No. It means that routine supplementation in older adults without a documented deficiency does not provide a clinically significant benefit regarding fractures and falls. Vitamin D remains essential for bone metabolism, and its correction is justified in cases of proven insufficiency.

Can a calcium ingredient still carry an EFSA bone claim?

Yes, but on specific grounds. The EFSA has authorised claims on calcium in relation to the maintenance of normal bone health – not the prevention of fractures. The distinction is regulatorily and scientifically important.

Why have vitamin D prescriptions risen so much despite mixed evidence?

The inertia of institutional recommendations, ease of prescription, and confusion between biological role and additional clinical benefit. The BMJ 2026 meta-analysis explicitly identifies this discrepancy.

Are the results transferable to European populations?

Given that the population studied is mainly of a community-based, non-institutionalised type, the results a priori apply to elderly adults living at home without treated bone pathology — which covers the vast majority of marketing targets for consumer supplements.

What is the best approach for a formulator working with these ingredients?

Segment.
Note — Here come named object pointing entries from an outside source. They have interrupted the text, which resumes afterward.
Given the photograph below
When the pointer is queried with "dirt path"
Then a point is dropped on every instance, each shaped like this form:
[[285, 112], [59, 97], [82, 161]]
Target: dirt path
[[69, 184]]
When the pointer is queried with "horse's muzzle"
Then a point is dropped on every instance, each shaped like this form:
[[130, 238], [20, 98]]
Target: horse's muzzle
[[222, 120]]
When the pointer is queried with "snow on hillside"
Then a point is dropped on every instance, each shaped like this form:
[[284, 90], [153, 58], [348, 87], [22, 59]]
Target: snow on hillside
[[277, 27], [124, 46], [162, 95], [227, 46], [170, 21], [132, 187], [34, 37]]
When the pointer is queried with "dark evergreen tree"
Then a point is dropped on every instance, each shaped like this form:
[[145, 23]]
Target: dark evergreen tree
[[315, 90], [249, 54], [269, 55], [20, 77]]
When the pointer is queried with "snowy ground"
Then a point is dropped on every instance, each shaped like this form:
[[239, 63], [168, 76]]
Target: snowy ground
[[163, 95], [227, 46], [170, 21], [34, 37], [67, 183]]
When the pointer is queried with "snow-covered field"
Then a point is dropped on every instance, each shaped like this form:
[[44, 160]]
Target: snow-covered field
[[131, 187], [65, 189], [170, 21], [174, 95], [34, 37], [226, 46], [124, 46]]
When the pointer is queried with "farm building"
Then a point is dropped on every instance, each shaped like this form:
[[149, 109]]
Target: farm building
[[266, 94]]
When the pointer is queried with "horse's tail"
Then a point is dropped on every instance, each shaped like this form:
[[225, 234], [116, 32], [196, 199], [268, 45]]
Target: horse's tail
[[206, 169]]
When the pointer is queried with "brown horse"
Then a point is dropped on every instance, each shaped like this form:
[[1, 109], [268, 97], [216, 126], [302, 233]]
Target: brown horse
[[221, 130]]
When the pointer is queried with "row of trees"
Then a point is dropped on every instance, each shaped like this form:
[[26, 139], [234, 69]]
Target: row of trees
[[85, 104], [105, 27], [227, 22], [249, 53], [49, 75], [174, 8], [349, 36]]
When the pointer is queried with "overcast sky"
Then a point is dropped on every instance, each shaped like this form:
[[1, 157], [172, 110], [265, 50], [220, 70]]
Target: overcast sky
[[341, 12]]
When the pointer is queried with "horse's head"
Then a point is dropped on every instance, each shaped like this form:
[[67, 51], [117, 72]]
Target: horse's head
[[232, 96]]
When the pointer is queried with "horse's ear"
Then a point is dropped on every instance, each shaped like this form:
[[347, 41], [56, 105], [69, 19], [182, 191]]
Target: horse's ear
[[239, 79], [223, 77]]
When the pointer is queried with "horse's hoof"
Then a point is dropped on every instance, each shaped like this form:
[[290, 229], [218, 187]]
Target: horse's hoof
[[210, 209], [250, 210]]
Build arguments by target profile (institutionalised seniors, people with low sun exposure, menopausal women with risk factors) rather than universal communication. Nuance is a scientific and commercial asset.

References

Mass O et al. Calcium, vitamin D, or combined supplementation to prevent fractures and falls: systematic review and meta-analysis. BMJ. 2026. DOI: 10.1136/bmj-2025-088050. 153,902 participants; published 20 May 2026.

de Souza MM et al. Vitamin D Supplementation and the Incidence of Fractures in the Elderly Healthy Population: A Meta-analysis of Randomized Controlled Trials. J Gen Intern Med. 2024;39(14):2829–2836. DOI: 10.1007/s11606-024-08933-1. PMID: 38997531.

Tan L, He R, Zheng X. Effect of vitamin D, calcium, or combined supplementation on fall prevention: a systematic review and updated network meta-analysis. BMC Geriatrics. 2024. DOI: 10.1186/s12877-024-05009-x. 35 RCTs, 58,937 participants.